Bu mi'rac mucizesini, bir saatin farklı hızlara sahip ibre hareketleriyle anlamak mümkündür. Burada 1 cm yarıçapında bir saatin, dakika, saniye, salise ve aşire ibrelerine birer kişinin bindiğini farz ediyoruz. Bir saatlik bir zaman dilimi içerisinde bu şahısların gezdiği alanları göz önüne alacağız. Saat ibresi 12den l'e geldiği zaman, yani 1 saat sonra, dakika ibresi bir daire çizer. Saniye ibresi bundan 60 kat geniş bir daireyi, salise ibresi de, saniyenin 60 katı daha geniş bir daireyi dolaşır. Bir başka ifade ile, bir cm yarıçapında bir saatin saat ibresine binen bir kimse, bir saatte sadece 5 mm'lik bir sahada hareket ettiği halde, dakika ibresine binen 6 cm, saniye ibresine binen 3.6 m, saatin on basamak altı olan aşire ibresine binen bir kimse ise, 660 milyar km'lik bir sahayı gezer.

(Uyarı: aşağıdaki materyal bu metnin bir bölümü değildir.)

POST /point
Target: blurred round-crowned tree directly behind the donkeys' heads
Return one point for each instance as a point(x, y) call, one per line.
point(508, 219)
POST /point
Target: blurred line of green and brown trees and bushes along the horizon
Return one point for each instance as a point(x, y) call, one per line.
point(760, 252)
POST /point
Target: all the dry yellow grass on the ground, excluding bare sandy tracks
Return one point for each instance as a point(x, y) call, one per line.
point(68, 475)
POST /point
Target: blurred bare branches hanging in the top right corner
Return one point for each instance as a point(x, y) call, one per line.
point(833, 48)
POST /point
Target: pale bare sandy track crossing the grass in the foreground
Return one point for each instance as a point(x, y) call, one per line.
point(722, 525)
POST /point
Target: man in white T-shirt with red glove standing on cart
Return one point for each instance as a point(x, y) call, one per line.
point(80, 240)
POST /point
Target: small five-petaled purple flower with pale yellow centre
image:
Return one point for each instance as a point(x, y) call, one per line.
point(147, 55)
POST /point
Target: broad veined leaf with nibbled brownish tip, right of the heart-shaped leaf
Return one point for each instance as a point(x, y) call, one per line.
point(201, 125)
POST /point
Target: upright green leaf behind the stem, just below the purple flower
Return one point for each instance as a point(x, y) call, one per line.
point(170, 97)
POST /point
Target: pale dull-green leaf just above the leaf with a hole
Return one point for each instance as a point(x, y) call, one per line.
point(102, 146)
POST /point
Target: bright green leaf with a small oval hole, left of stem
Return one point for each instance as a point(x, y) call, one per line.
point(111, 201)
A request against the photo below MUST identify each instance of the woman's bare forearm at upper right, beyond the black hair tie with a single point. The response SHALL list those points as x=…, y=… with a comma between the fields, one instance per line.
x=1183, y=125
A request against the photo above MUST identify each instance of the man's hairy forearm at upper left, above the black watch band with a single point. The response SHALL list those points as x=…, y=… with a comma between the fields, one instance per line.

Görüldüğü gibi, aynı zaman dilimi içerisinde, farklı konumdaki kimseler farklı hızlarla hareket edebiliyorlar. Bir saatte, saat ibresine binen kimsenin gördüğü alan sadece 5 mm iken, aşire ibresine binen bir kimse, 660 milyar km'lik bir sahayı gezebilir. Bir başka ifade ile, saat ibresinin 5 mm'lik seyahatına karşılık, aşire ibresi ile güneşe 4400 defa gidip gelinebilir.

Burada saatin 10 basamak altı alındı. Yüz basamak altında bir ibreye binen kimsenin bir anda trilyonlarca kilometreyi kat etmesi mümkündür. Görüldüğü gibi mi'rac hadisesi, yani kısa zamanda çok yerlerin gezilmesi, ilmen imkan dahilindedir.

O halde, gezegenleri ve galaksileri uzayda binlerce kilometre süratle döndüren ve idare eden, üzerinde yaşadığımız şu koca dünyayı güneşin etrafında saatte 110 bin kilometre hızla gezdiren Cenab-ı Hak, sevgili habibini de alıp uzayda istediği süratte gezdiremez mi?

İşte âlemlerin yaratıcısı olan Allah (c.c), son peygamberini almış ve bütün kainatı gezdirerek, saltanatının haşmetini göstermiştir.